The Great Manuscript Exchange

After Rachel complimenting me on rarely talking about myself on this blog, I’m now going to… talk about myself. What else! Yesterday I bussed myself to the Canongate for a quick lunch with Andy Philip.

We talked quite a bit about poetry – the live scene, the current state of the publishing landscape – and we swapped the latest incarnation of our poetry collection manuscripts. Well, at least, I gave Andy my MS, but Andy had run out of reams of paper and emailed me his MS later. I’ve printed it out this morning (my office is a mess, but the paper is sticking out from beneath a mound of something).

My MS is radically different from what it was six months ago. Over two-thirds of it is new and rewritten material. Even I can’t believe this, but when I compared them a few days ago, that’s what I found. I think the changes have been much to the good, but I’m sure I’ll be told in no uncertain terms if I’ve messed it up.

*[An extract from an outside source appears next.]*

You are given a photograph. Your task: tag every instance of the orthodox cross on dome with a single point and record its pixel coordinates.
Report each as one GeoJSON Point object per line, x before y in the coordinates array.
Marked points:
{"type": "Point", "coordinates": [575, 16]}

In any case, Andy’s MS, now lying on my floor in funky yellow paper, is printed off and ready to read. It is fun playing at making manuscripts. Sooner or later, we will really have to send them out to publishers, although ‘later’ is the more frustrating but, no doubt, saner option. If a manuscript keeps getting significantly better, that’s a sign that it isn’t ready. If it can’t get any better, that’s a sign either that it is ready or its author is delusional, but readers like Andy Philip will be of help in assessing which applies in my case.

4 comments:

Unknown said...

The life of a MS does evolve as does the writer who produced the poems. Someone once told me that a collection is like a snapshot of you, and you look back on it and think, 'what was I thinking, wearing that - and why did I wear my hair that way...?'

Arranging the MS is one of the most excruciating jobs there is - even when you do spread them all out on the floor and consider the links, it's very hard to tie it all together.

It's good to hear about your ms progress, even if you had to end up talking about yourself!

Rachel Fox said...

I hope I haven't made you self-conscious! I think I commented on 'the writing about oneself' business because it's such an odd offshoot of writing. I write because...I do, because I have to, because I like it, because some other people like it...but then you have to do a certain amount of self-promotion to get the poems out into the world and you can end up spending time on that (instead of writing) and, every now and again, hearing yourself and thinking 'what a bore, who wants to listen to you!'
So I'll shut up. Good luck with your book-to-be.
Rachel

Cuitlamiztli Carter said...

I have a MS that I've been revising, and I think Ms. Smith is exactly right about it feeling like a snapshot. Stepping away from one's work to get perspective can make the return feel like opening a time capsule.

It's also odd to note the things that seemed so vital and appropiate during the initial writing that seem unnecessary now. Sixth months away can make our own poetry seem like the output of a stranger, though one with whom we feel a bit more solidarity than other poets we critique.

How do you evaluate this manuscript yourself, outside of having friends review it? Do you read it out loud, take forced breaks, read it all at once and make comments, or just devote specific sessions to specific poems?

- Carter

Rob said...

Cheers, everyone.

CC, I tend to work with individual poems. I always read them aloud, even if my neighbours through the walls think I'm going crazy. I do try to spot links between them and shape my manuscript accordingly. At the moment, I still have work to do on the order. The ms I gave to Andy P was ordered in quite a slapdash fashion.

Getting distance from poems is vital, I think. So often, lines I was so pleased with myself for writing at the time become easy to scrap months later - with obvious benefit to the poem.